Mas a mina era só um prenúncio. Diante da Igreja incendiada, começaram a soar em meu peito, como em um coro angelical, as orações de meus antepassados. Ouvi a voz de meu bisavô francês, obrigado a deixar todos os bens da família para trás durante a guerra e fugir para o Brasil. Ouvi a voz de meu bisavô português, deixado sozinho no Brasil aos sete anos de idade, tendo apenas por companhia o irmão de dez.
Ouvi a voz de minha bisavó espanhola, rezando à margem do Mar Menor, em Múrcia. Ouvi a voz da Mãe Mulata, minha bisavó descendente de índios e benzedeira. Ouvi a multidão dos antigos, de quem herdei a fé e o medo, a esperança e a angústia, o amor e a morte. Ouvi as preces de minha mãe e de minha avó, que então ainda soavam.
Pai nosso, que estais nos céus, santificado seja o vosso nome... Ave Maria, cheia de graça, o Senhor é convosco... Glória ao Pai, ao Filho e ao Espírito Santo... Descobri que todas as orações do passado ainda habitavam meu coração.

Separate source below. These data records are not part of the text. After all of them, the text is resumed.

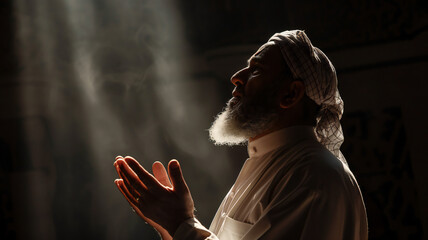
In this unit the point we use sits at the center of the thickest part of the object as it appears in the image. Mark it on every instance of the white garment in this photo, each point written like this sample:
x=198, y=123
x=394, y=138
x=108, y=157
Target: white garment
x=291, y=187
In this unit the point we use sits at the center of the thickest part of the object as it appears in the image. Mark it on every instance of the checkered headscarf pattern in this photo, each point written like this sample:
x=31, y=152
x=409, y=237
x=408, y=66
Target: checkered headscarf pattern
x=312, y=66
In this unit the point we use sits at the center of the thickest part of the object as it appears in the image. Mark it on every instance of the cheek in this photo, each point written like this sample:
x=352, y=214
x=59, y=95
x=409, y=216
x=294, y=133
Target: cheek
x=254, y=87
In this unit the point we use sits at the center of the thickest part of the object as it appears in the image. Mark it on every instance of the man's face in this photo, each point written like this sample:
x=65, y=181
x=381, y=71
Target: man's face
x=254, y=106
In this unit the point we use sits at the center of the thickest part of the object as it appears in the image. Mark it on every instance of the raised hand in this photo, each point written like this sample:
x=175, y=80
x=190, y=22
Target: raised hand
x=167, y=204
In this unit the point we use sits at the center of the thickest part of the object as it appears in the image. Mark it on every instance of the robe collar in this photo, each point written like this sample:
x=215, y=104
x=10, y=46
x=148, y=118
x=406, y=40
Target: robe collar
x=285, y=136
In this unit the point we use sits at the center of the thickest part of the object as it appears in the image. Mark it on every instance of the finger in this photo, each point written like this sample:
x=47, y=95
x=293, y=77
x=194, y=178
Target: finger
x=148, y=179
x=176, y=177
x=125, y=192
x=125, y=179
x=132, y=180
x=160, y=174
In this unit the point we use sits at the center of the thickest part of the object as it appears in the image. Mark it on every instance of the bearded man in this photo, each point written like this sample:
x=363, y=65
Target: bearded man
x=295, y=184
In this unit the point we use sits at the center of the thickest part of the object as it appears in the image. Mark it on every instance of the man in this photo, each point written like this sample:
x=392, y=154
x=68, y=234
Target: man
x=295, y=184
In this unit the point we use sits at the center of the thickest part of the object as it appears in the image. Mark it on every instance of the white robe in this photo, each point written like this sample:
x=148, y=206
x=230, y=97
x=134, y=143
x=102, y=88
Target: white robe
x=290, y=187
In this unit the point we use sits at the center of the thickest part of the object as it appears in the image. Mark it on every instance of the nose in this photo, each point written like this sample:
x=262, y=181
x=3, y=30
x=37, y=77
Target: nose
x=238, y=77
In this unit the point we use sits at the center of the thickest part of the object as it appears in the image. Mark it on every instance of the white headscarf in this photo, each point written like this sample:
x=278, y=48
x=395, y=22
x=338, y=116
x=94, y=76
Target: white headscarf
x=312, y=66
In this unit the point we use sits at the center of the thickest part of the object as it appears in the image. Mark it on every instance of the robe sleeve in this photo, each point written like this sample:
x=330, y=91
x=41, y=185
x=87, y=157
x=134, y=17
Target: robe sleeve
x=192, y=229
x=316, y=203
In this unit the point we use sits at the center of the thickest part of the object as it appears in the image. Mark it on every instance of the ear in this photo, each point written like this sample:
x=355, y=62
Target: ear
x=293, y=96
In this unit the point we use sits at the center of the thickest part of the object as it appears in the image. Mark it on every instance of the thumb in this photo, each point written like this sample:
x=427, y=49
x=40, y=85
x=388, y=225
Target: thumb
x=176, y=176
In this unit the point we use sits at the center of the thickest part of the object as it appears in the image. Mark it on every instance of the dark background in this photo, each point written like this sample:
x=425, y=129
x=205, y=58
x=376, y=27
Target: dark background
x=83, y=81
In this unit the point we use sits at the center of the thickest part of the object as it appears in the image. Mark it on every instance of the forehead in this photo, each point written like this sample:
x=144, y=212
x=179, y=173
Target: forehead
x=268, y=55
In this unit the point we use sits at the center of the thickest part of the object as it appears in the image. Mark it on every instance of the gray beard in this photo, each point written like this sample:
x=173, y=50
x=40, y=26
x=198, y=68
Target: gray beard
x=237, y=123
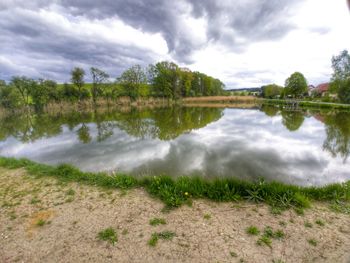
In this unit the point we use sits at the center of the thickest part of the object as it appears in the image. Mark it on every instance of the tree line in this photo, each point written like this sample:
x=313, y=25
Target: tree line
x=164, y=79
x=296, y=85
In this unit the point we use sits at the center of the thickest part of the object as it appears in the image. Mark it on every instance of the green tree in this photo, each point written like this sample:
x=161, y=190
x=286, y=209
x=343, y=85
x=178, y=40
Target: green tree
x=271, y=91
x=296, y=85
x=10, y=98
x=340, y=82
x=99, y=78
x=77, y=78
x=24, y=86
x=166, y=80
x=134, y=82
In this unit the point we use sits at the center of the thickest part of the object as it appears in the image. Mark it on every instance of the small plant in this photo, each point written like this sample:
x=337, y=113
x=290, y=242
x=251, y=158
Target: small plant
x=320, y=222
x=307, y=224
x=165, y=235
x=264, y=240
x=70, y=192
x=253, y=230
x=282, y=223
x=268, y=231
x=233, y=254
x=299, y=211
x=40, y=222
x=279, y=234
x=34, y=201
x=108, y=235
x=207, y=216
x=313, y=242
x=157, y=221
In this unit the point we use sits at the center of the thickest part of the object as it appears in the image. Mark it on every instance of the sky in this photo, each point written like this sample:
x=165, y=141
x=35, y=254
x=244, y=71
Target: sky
x=244, y=43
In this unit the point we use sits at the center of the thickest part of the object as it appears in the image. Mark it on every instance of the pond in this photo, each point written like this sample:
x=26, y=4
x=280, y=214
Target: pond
x=301, y=147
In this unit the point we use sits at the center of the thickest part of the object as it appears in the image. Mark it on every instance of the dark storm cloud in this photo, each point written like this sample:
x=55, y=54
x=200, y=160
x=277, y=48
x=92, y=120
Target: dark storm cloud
x=251, y=20
x=29, y=38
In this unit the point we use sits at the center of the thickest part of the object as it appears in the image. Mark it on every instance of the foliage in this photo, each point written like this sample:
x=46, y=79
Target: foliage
x=271, y=91
x=77, y=78
x=296, y=85
x=164, y=79
x=99, y=78
x=340, y=83
x=108, y=235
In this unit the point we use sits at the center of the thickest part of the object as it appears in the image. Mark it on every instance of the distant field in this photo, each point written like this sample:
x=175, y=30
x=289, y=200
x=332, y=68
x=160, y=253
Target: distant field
x=221, y=99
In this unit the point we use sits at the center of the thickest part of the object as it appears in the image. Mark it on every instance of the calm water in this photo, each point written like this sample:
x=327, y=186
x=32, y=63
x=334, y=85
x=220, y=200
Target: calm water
x=297, y=147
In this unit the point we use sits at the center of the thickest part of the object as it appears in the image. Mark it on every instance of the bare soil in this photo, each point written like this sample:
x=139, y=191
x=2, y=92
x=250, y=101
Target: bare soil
x=45, y=220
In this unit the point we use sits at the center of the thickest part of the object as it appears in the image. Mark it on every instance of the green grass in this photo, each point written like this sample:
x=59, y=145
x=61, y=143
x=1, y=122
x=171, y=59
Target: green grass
x=40, y=222
x=165, y=235
x=253, y=230
x=207, y=216
x=320, y=222
x=264, y=240
x=173, y=191
x=108, y=235
x=312, y=242
x=157, y=221
x=307, y=224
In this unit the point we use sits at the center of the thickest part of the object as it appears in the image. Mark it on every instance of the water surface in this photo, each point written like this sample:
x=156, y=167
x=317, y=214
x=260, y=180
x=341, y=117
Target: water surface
x=302, y=147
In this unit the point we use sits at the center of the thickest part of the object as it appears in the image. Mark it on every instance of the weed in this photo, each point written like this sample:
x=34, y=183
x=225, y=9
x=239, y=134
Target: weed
x=157, y=221
x=40, y=222
x=34, y=201
x=307, y=224
x=312, y=242
x=207, y=216
x=233, y=254
x=299, y=211
x=320, y=222
x=70, y=192
x=282, y=223
x=264, y=240
x=279, y=234
x=253, y=230
x=165, y=235
x=108, y=235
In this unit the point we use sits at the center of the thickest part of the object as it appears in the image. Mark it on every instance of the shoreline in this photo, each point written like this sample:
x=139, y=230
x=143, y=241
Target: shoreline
x=183, y=190
x=49, y=219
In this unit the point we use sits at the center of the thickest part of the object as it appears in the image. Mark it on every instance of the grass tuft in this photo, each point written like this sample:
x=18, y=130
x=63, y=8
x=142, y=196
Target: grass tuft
x=176, y=192
x=157, y=221
x=253, y=230
x=108, y=235
x=165, y=235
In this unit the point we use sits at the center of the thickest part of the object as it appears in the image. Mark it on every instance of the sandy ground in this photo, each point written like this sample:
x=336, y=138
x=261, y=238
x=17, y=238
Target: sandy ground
x=73, y=215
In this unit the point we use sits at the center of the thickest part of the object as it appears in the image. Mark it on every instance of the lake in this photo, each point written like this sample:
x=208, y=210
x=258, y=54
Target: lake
x=301, y=147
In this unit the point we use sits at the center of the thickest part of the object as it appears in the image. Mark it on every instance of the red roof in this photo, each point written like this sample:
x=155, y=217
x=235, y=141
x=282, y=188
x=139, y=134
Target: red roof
x=322, y=87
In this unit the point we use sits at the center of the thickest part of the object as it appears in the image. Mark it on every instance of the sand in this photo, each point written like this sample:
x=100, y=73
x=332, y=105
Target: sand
x=72, y=216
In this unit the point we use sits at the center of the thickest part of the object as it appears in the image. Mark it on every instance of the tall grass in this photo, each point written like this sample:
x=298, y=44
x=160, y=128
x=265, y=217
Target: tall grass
x=175, y=192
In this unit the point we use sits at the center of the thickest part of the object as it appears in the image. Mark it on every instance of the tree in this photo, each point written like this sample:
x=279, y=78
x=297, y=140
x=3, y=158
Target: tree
x=24, y=86
x=9, y=97
x=296, y=85
x=340, y=82
x=134, y=82
x=77, y=78
x=99, y=77
x=271, y=91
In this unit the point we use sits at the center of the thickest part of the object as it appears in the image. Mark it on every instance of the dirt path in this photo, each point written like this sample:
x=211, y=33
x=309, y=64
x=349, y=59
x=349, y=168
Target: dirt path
x=43, y=220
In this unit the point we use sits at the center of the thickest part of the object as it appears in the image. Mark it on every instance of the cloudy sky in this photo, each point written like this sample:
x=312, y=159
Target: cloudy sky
x=245, y=43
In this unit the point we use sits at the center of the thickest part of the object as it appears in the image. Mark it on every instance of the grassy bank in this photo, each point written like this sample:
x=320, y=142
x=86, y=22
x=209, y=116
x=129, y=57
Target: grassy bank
x=309, y=104
x=175, y=192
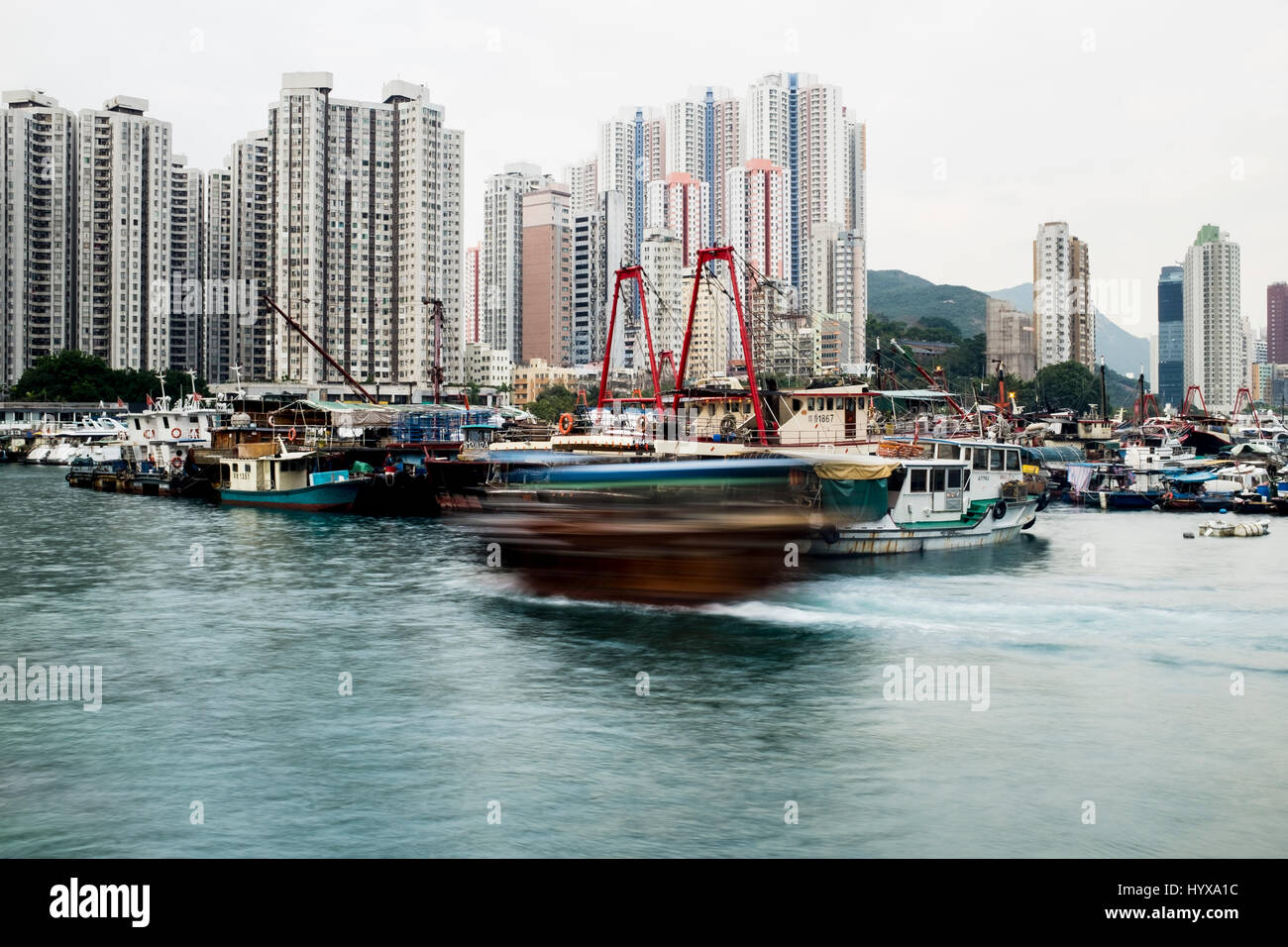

Até hoje não sei qual foi a causa do incêndio na Igreja de Mariana. Mas, quando vejo agora a Igreja em chamas em algum lugar do mundo ― os templos destruídos e os corpos mutilados na Nigéria ― percebo que ainda estão soltos os demônios que me escravizaram durante tanto tempo. E peço a Deus que tenha misericórdia do mundo que silencia diante do mal.